Open Access Short Communication

Psychological Factors of Chronic Recurrent Cystitis In Women

Aleksey Melehin*

Clinical psychologist of the highest qualification category, psychoanalyst, cognitive behavioral therapist, Russian

Corresponding Author

Received Date: April 4, 2022;  Published Date: May 31, 2022

Introduction

Interstitial cystitis (IC) is a chronic bladder disease with a possible psychosomatic etiology [1-3]. It is usually assumed that this inflammation is caused by a urinary tract infection, in which the immunological, neurological prerequisites remain completely unclear. Typical symptoms include discomfort, pulling sensations (foreign body in the lower abdomen), pain when urinating, frequent urination. Symptoms may appear after intimacy with a partner. There is coital and postcoital pain, tonic manifestations during sexual contact with a predominance of anxious expectations (for example, “what if a child comes in and takes us away”) and not the ability to relax. Patients may also experience chronic pelvic pain, blood in the urine, and fever, which significantly affects the quality of life and relationships. Patients note atypical symptoms that when they go to bed after an intense working day in a horizontal position, the bladder pulls and aches and they want to go to the toilet, during the day, when they sit, walk, nothing uncomfortable About half of all women have at least one bout of cystitis in their lifetime. Many women suffer from only one or two seizures in their lifetime, and some from more frequent episodes. Treatment is primarily aimed at relieving, managing symptoms.

In most patients, there is no apparent reason why cystitis recurs. In IC, antibacterial therapy, intimate gel lubricants, gels with bacteriophages for intimate hygiene and behavioral recommendations (sexual contact, physical activity, clothing, personal hygiene) can be indicated.
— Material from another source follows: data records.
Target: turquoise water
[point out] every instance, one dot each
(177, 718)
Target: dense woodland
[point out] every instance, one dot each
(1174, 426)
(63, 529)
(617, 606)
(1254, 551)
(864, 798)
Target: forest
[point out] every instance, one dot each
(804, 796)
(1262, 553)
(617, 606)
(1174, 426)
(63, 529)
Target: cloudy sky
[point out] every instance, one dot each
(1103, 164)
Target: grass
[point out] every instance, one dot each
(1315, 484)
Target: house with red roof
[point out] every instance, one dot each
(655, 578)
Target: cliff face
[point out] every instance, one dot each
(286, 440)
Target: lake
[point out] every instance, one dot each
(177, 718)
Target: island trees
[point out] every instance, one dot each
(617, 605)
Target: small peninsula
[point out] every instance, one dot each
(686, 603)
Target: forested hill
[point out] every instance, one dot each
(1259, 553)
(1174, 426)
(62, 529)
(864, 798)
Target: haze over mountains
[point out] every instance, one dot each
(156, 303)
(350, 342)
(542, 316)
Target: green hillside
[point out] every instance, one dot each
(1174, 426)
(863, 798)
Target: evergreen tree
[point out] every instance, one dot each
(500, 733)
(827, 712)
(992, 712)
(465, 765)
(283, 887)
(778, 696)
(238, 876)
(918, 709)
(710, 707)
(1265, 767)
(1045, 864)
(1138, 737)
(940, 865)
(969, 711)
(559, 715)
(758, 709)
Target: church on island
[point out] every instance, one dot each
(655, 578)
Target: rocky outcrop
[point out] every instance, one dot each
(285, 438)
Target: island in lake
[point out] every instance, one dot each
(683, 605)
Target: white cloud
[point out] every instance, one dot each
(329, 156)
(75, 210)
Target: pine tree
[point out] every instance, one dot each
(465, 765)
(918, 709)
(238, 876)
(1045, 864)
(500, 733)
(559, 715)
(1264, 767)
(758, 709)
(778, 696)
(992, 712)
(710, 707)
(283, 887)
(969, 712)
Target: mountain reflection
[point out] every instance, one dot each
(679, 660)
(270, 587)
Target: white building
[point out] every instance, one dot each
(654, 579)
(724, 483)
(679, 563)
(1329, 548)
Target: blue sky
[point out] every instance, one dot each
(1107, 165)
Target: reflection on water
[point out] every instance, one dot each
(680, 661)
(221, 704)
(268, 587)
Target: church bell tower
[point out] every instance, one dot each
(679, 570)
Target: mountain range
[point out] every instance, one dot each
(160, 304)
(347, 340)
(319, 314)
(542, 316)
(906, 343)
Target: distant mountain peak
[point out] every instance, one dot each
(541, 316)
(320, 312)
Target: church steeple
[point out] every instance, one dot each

Although interstitial cystitis is often associated with emotional disorders (anxiety spectrum disorders) and functional disorders of the gastrointestinal tract, it is often difficult to determine the cause and effect in each individual clinical case [2]. In clinical psychology, the psychosomatic aspects of CI have only rarely been the subject of research. Studies of the communication pathways from the immune system to the nervous system have provided exciting new data on the pathophysiology of inflammatory symptoms of somatoform disorders [3]. The research results confirm the significance of changes in the regulation of the stress axis (hypothalamic-pituitary-adrenal axis), catastrophic thinking style, narcissistic personality disorder, reduced psychological flexibility, a history of physical/sexual violence, feelings of shame, a tendency to somatization, and high neuroticism in CI [2-3].
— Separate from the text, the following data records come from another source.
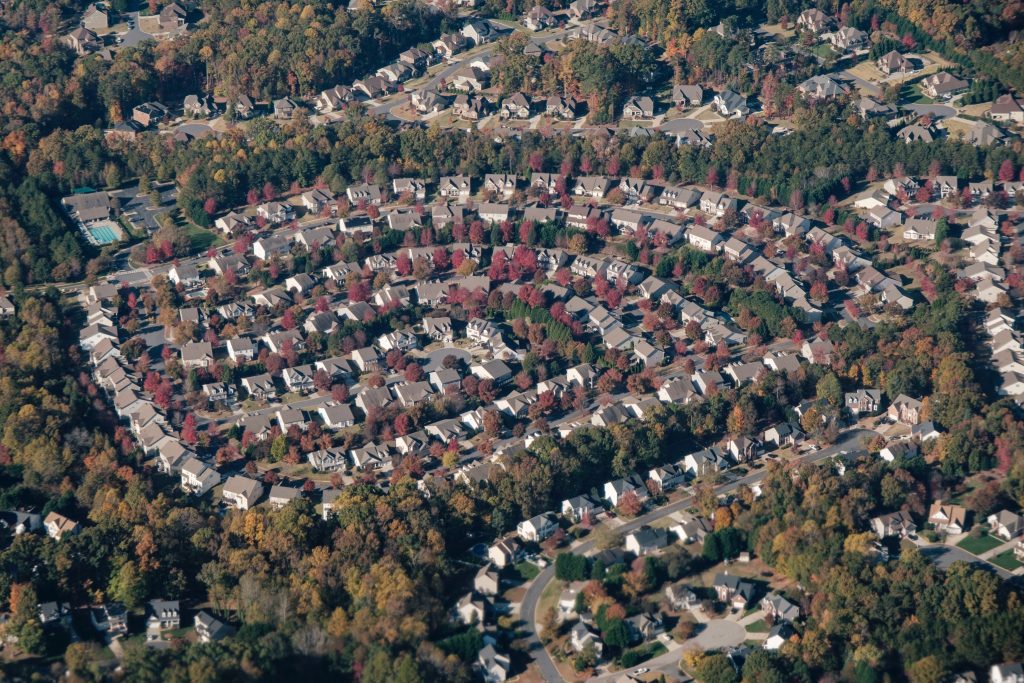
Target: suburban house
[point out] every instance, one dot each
(537, 528)
(733, 591)
(895, 523)
(242, 492)
(947, 518)
(1006, 524)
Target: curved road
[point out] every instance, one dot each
(527, 611)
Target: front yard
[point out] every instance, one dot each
(1006, 560)
(976, 545)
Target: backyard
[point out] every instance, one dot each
(976, 545)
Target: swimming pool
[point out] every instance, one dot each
(102, 233)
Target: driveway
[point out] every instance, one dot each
(934, 111)
(718, 634)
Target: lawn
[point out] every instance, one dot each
(1007, 560)
(641, 653)
(758, 627)
(979, 545)
(526, 570)
(201, 238)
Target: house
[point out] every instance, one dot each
(438, 329)
(274, 212)
(947, 518)
(83, 41)
(782, 434)
(455, 186)
(717, 204)
(615, 489)
(778, 635)
(469, 80)
(704, 238)
(450, 44)
(638, 108)
(646, 540)
(505, 552)
(847, 39)
(537, 528)
(920, 229)
(680, 596)
(397, 72)
(539, 17)
(814, 20)
(57, 525)
(364, 194)
(862, 401)
(1006, 524)
(334, 98)
(893, 62)
(895, 523)
(561, 108)
(644, 627)
(198, 477)
(581, 637)
(579, 507)
(899, 450)
(242, 492)
(285, 109)
(148, 114)
(162, 615)
(732, 590)
(472, 609)
(593, 186)
(730, 104)
(942, 85)
(817, 351)
(111, 617)
(199, 107)
(197, 354)
(779, 608)
(209, 629)
(905, 410)
(687, 95)
(184, 274)
(1007, 108)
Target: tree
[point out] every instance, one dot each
(828, 389)
(717, 669)
(128, 586)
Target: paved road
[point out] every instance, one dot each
(527, 610)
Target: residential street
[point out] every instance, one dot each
(527, 611)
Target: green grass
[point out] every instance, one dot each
(201, 239)
(979, 545)
(641, 653)
(526, 570)
(1007, 560)
(759, 627)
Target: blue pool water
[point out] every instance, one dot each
(103, 235)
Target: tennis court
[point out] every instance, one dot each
(102, 232)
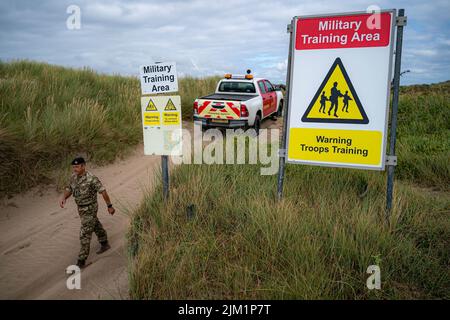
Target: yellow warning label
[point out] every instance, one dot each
(151, 106)
(171, 118)
(170, 106)
(336, 101)
(151, 119)
(338, 146)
The measurement of inflammation using biomarkers not only clinically documents the relevant infection, but also serves as an important tool for determining the potentially harmful effects of chronic psychosocial stressors, such as financial, social, family stress and childhood traumatic experiences (the phenomenon of the “phallic mother”), as well as other life events, such as loneliness, excessive hyper-vigilance, problem-oriented personality type. It is assumed that the basis of CI in women is changes in the psychoneuroendocrine-immunological pathway, which are activated when building a relationship with a partner [2]. The mental state of the patient, being in hypermobility mode, affects the immune system and neural activity, bacterial load. In this regard, when examining patients with IC, attention should be paid to the mental state in order to build an effective treatment strategy.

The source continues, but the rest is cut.